A Short Talk on Fear

To be read aloud tonight as part of Odessa College's F.E.A.R. Festival at the Globe Theatre in Odessa, TX.


Hi all. I want to introduce you to a curious sort of poem. The poet and classicist Anne Carson has these poems she calls “Short Talks.” They’re really funny because we use short talks all the time—short talks when coaching, short talks when apologizing, short talks when remembering. She goes another direction. Can a short talk be a moment full of wonder? Here’s one of her poems–not sure if I rendered it correctly--“Short Talk on Orchids:” 

Short Talk on Orchids
Anne Carson
    
We live by tunneling for we are people buried alive. To me, the tunnels you make will

seem strangely aimless, uprooted orchids. But the fragrance is undying. A Little Boy
has run away from Amherst a few Days ago, writes Emily Dickinson in a letter of 1883,
and when asked where he was going replied, Vermont or Asia.

Carson starts with a horror: “we are people buried alive.” Then she unravels that horror. We’re tunneling; the tunnels are like orchids, the tunnels have an everlasting fragrance. If you do something out of sheer frustration, it could be sublime. 

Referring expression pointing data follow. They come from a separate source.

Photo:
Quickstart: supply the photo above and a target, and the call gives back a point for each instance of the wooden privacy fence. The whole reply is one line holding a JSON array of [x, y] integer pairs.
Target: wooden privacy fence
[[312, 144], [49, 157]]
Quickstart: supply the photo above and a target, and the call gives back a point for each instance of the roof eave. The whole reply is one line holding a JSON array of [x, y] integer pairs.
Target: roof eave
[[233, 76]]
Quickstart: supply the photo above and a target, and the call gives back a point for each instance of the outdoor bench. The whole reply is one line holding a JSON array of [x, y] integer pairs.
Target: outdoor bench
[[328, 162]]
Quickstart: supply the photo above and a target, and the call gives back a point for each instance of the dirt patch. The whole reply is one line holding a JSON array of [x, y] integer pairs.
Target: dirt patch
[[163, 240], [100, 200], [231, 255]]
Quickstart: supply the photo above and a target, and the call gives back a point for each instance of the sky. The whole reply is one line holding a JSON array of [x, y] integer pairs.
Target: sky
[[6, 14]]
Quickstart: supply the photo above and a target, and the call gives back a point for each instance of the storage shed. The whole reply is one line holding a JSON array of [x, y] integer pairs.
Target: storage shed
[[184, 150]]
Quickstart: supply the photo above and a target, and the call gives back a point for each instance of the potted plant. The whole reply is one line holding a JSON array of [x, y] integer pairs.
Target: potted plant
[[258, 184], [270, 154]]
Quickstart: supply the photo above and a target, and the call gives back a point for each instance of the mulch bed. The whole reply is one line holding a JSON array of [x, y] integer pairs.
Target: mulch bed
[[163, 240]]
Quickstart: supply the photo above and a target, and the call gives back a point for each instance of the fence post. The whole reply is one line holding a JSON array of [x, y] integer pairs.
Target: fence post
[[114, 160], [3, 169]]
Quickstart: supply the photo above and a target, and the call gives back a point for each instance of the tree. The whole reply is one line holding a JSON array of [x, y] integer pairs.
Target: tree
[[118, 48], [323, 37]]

I believe she’s opened the door for a powerful genre. We need short talks. We need to take an idea about who we are or how we live and push it a less-than-usual direction. Like a longer talk, a line or two has to try to be especially memorable. So here’s an attempt at a short talk on fear: 

Short Talk on Fear 
Ashok Karra 

There may be nothing to fear but fear itself, but there is an awful lot of fear. Fear spreads procedurally, like the endless spinoffs of Law and Order, CSI, NCIS. It creates its own space. You enter a room. All is dark except for the glow of the TV, the room resounds with police yelling, and the people you know are snoring on the couch. There’s so much fear it’s a form of comfort. Once, you went outside and did things that weren’t smart. You jumped from playground equipment or tried to do parkour with a bicycle rack. There was fear, there was discomfort, and we grew.